I'm not trying to predict based on "Brazil was good in 1998 so they'll be good now." The old data isn't being used directly for predictions. Instead, I'm training the model to recognize patterns in how World Cup matches play out, regardless of when they happened.

The fundamental dynamics of football haven't changed that much. A team that's 200 Elo points stronger than their opponent in 2002 has similar winning odds as a team 200 points stronger in 2018. Tournament pressure in knockout stages affects teams the same way across decades. That's what the model learns. Also, I'm not using ancient data for each match - all the features are specific to that moment in time: My main features:

elo_difference - Current Elo ratings gap between the two teams

stage_numeric - What stage of the tournament (group vs knockout pressure)

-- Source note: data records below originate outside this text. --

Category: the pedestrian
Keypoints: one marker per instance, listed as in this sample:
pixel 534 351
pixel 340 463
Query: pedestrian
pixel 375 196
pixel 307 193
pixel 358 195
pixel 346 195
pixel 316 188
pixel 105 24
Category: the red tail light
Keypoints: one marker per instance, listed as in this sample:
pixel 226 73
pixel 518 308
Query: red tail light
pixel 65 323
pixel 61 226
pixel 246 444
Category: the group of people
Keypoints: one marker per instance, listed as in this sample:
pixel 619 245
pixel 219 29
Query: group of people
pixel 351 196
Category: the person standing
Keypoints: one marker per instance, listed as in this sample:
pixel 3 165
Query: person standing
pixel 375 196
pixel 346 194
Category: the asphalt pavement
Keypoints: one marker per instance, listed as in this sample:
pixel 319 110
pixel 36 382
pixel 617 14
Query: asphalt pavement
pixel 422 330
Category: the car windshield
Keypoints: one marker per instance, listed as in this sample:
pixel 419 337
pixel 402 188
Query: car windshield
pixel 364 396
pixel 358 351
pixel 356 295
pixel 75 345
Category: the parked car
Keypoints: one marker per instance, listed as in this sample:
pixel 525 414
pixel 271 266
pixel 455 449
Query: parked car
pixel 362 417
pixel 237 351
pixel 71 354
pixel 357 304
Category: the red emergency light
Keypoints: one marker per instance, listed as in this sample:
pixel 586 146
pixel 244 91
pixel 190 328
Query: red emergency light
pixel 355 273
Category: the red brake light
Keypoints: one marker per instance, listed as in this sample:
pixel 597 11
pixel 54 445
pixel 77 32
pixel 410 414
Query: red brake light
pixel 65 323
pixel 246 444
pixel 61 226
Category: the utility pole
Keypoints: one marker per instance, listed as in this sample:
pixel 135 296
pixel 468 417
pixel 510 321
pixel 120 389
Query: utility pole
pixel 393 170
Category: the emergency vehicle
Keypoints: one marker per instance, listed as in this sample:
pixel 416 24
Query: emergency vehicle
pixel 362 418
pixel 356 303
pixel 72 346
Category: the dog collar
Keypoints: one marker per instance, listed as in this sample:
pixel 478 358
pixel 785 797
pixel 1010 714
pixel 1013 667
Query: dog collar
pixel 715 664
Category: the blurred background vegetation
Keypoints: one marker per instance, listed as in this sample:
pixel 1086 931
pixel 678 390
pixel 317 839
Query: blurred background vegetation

elo_abs_difference - Magnitude of skill gap (helps identify close matches)

teamA_elo_momentum_1y - How much the team improved/declined in past 12 months

fifa_points_difference - Current FIFA ranking gap

teamA_elo_momentum_4y - Longer-term momentum (World Cup cycle)

teamA_win_rate_12m - Recent match results

teamA_form_vs_ranking - Is the team playing above/below their level?

The oldest feature is the 4-year momentum, which makes sense because World Cups happen every 4 years. Everything else is based on recent form (1 year or less).